CMR-Analysis (including machine learning)
Yidong Zhao, MSc
PhD Candidate
Delft University of Technology, Netherlands
Yidong Zhao, MSc
PhD Candidate
Delft University of Technology, Netherlands
Qian Tao, PhD
Assistant Professor
Delft University of Technology, Zuid-Holland, Netherlands
Despite the impressive performance of deep learning in cardiac magnetic resonance imaging (CMR) segmentation, well-trained neural networks may still fail at test time [1]. Monte Carlo (MC) Dropout [2] can provide pixel-level uncertainty estimation, however, it is reported to cause “silent failure” (i.e., fail to detect failure) [3]. Additionally, pixel-level uncertainty demands intensive visual inspection by radiologists/cardiologists.
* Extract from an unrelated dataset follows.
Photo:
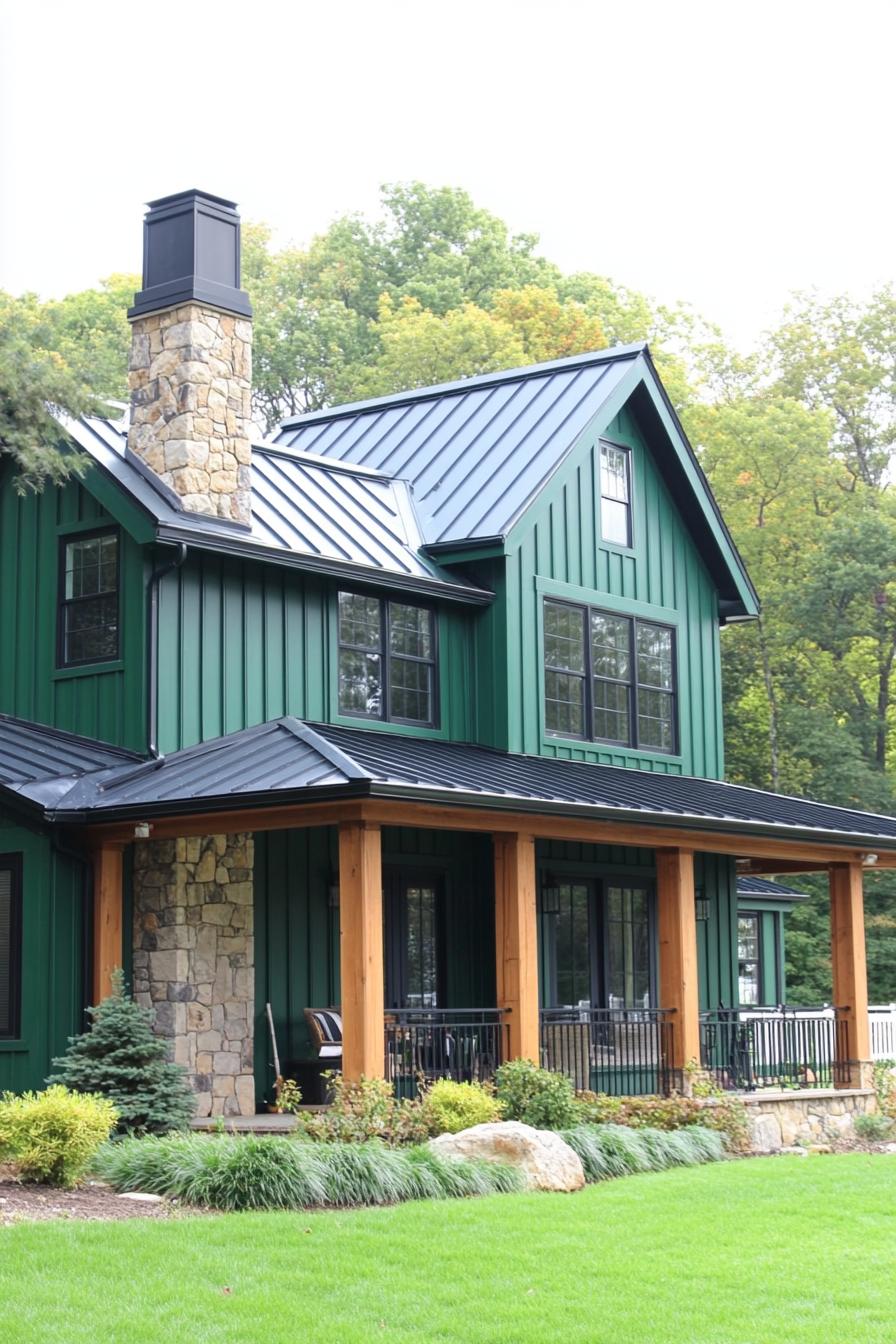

This study investigates the feasibility of detecting AI failure at slice level using our recently proposed Bayesian deep learning by Checkpoint Ensemble [4]. The purpose is to enable easy and robust AI quality control in clinic.
Methods:
The Bayesian segmentation network by MC-Dropout and Checkpoint Ensemble were trained on the public ACDC dataset [5] with 100 short-axis cine steady state free precession (SSFP) CMR scans acquired from Siemens Area 1.5T and Siemens Trio Trim 3.0T and tested on the M&M challenge dataset [6] which consists of cine SSFP scans of 150 patients acquired from Siemens MAGNETOM Avanto 1.5T and Philips Achieva 1.5T. Using manual annotation as ground-truth, we designate it as AI failure if on a particular slice, the dice coefficient is below 85% for left/right ventricle (LV/RV) and 80% for myocardium, and the 95-percentile Hausdorff distance exceeds 3 mm. We derive 3 segmentation confidence scores, to indicate success or failure at slice level for LV, RV, and myocardium respectively, via averaging pixel-level uncertainty of the predicted region for each cardiac structure. We evaluated the proposed segmentation confidence score by the area under curve (AUC) of the receiver operating characteristic (ROC).
Results:
Table 1 reports the AUC values, showing that the segmentation confidence score from both Bayesian methods can effectively detect segmentation failure on LV (93.4% vs. 93.8%) and myocardium (82.6% vs. 84.3%). The segmentation confidence score based on our Checkpoint Ensemble better detected segmentation failure on RV than MC-Dropout (AUC 91.6% vs. 87.9%). Figure 1 (a) – (c) shows three examples of segmentation results and the corresponding RV segmentation confidence score by MC-Dropout (first row) and Checkpoint Ensemble (second row). In all three cases, RV segmentation failed, but the failure was not detected by the segmentation confidence score from MC-Dropout (“silent failure”). In contrast, all three failure cases were detected by the segmentation confidence score based on Checkpoint Ensemble.
Conclusion:
We proposed and validated a segmentation confidence score to detect AI CMR segmentation failure at slice level. The confidence score based on our Bayesian Checkpoint Ensemble demonstrated higher sensitivity than traditional MC-Dropout, especially on RV which is more challenging to segment. High sensitivity in failure detection prevents silent failure and potentially translates to reliable AI in clinical practice.